This year, though, McIlroy had little choice but to play the Phoenix Open. Last fall, the PGA Tour selected the tournament as one of its designated events. The top players can only skip one — and all except last month’s Sentry Tournament of Champions now boast purses of at least $20 million and McIlroy chose to skip the Sentry.
So here he is, ushering in a new era of the Phoenix Open. Technically, the tournament may not keep its elevated status after this year but given its unique appeal, that seems unlikely.
To see the impact on the fan experience, all you had to do Thursday was follow McIlroy for a few holes. Sure, there were the chants. “I love you Rory” was a common refrain. But the proof lay in the marauding flow of the masses.
The fourth green might be TPC Scottsdale’s most remote region. From the top of a hill to its left, the 16th grandstand is visible above the horizon, but only barely. Four holes and a lake stand between No. 4 and the course’s star attractions. But when McIlroy came by, the hill filled up, standing shoulder to shoulder for a glimpse at their hero. And when he left, those fans scurried along, snatching up real estate on the fifth fairway. And so it went for four hours Thursday.
“I think from a fan experience, it’s really good that the top players are showing up,” Xander Schauffele, who finished at 4 under, said. “I’m a fan of golf. Obviously I don’t watch it as much as some people do, but I’d like to see the top players hash it out every week.”
For the players, too, the elevated status brings benefits. Of course, the main one, as McIlroy laughed later, is that “I get a chance to win $3.6 million.” But having to play at an uncomfortable course now — two months before the Masters gets major season underway — has value, too.
“It’s a challenge, and again, I’m trying to embrace that challenge,” McIlroy said. “Yeah, look, not an event I historically play, but I feel like I’m a good enough player to figure it out and contend and win on any golf course.”

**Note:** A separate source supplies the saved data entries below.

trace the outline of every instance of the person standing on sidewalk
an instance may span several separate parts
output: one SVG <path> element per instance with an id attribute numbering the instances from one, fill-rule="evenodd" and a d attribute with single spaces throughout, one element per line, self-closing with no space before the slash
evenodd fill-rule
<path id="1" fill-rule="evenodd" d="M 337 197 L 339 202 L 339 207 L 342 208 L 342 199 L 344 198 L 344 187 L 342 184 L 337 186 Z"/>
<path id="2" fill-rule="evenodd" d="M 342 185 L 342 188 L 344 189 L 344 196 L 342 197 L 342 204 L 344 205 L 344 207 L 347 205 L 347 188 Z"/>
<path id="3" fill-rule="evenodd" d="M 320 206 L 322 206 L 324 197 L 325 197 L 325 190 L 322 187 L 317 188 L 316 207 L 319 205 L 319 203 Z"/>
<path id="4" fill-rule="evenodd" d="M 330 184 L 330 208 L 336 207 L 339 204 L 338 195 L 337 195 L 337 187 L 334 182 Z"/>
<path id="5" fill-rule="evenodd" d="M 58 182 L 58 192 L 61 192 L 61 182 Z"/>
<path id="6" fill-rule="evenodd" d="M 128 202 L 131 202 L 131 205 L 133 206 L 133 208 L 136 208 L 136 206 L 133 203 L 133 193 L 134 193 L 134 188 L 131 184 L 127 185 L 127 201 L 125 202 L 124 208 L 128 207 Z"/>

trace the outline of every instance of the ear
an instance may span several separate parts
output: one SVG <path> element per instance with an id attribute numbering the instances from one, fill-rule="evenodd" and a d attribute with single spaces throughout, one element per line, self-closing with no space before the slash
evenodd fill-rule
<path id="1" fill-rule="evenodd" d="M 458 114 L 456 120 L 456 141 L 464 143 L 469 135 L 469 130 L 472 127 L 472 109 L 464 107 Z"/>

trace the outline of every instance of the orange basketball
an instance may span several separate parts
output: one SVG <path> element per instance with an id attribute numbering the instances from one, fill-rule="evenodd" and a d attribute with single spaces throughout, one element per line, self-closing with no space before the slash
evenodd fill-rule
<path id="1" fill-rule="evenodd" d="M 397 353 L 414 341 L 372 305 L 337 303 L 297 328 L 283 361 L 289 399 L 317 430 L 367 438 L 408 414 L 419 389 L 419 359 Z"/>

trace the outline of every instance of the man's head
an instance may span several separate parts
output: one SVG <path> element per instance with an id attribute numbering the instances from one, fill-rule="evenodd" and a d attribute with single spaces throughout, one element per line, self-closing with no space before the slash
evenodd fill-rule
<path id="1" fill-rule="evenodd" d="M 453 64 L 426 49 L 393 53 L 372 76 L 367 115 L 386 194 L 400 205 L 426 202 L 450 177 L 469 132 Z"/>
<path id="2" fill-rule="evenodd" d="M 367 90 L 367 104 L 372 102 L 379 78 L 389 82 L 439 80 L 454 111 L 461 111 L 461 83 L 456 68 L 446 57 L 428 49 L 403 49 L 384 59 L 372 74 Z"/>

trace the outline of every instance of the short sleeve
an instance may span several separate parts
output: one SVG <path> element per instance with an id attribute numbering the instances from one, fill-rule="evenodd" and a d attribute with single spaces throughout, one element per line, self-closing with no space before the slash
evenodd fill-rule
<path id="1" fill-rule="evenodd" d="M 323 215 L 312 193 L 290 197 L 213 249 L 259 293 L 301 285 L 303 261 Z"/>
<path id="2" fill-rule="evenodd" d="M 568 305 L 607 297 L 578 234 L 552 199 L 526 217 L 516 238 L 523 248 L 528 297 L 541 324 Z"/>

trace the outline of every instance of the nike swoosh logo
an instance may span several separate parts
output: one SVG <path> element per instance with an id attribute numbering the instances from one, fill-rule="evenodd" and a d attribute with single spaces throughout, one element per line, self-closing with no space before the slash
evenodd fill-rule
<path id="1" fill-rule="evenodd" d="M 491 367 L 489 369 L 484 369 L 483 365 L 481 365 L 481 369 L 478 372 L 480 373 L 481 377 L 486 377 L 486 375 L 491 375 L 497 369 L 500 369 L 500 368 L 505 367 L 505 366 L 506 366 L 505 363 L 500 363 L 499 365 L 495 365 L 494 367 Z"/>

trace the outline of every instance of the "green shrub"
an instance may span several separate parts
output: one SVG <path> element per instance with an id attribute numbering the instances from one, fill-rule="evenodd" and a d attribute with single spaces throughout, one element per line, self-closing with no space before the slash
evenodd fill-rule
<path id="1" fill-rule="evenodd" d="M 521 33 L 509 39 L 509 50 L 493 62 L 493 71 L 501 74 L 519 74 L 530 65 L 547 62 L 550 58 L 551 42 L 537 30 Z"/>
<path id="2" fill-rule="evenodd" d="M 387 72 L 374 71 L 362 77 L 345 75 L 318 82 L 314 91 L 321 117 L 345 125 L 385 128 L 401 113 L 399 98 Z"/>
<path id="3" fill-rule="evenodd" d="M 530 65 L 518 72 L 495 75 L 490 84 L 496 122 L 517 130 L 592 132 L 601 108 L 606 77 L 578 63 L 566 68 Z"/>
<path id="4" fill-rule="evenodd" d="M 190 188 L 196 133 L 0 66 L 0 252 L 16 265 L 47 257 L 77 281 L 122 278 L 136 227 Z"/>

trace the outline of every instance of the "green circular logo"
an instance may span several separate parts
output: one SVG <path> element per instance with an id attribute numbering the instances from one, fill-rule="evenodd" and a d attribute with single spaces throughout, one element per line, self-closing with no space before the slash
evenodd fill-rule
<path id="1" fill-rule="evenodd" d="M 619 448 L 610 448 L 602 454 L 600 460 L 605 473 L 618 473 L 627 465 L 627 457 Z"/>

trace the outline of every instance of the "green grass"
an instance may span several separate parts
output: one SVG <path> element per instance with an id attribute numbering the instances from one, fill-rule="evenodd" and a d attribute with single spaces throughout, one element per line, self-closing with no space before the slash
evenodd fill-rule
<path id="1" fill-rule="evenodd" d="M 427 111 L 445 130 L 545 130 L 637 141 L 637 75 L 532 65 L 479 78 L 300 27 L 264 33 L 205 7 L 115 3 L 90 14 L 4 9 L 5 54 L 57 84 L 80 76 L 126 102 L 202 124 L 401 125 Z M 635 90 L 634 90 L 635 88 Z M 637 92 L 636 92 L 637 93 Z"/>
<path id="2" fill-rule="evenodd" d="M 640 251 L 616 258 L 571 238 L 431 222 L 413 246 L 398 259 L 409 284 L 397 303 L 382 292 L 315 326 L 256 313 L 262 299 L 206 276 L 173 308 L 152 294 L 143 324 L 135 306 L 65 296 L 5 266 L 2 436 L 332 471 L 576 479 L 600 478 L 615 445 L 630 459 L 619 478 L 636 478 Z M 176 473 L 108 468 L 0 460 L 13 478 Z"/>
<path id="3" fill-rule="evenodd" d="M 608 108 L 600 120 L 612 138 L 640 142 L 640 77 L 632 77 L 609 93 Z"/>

A group later, Schauffele offered the opposite experience to McIlroy’s. He plays the Phoenix Open every year and succeeds here, too. In five Phoenix Opens, he has five top-20s and two top-threes. A veteran of the desert landscape.
That perspective was enough to recognize a difference in the set-up this go-around. Thursday’s wind was out of organizers’ control. The “tricky” pin locations — as Schauffele described them — were not.
“I don’t mind,” Schauffele said. “You just don’t expect it coming here.”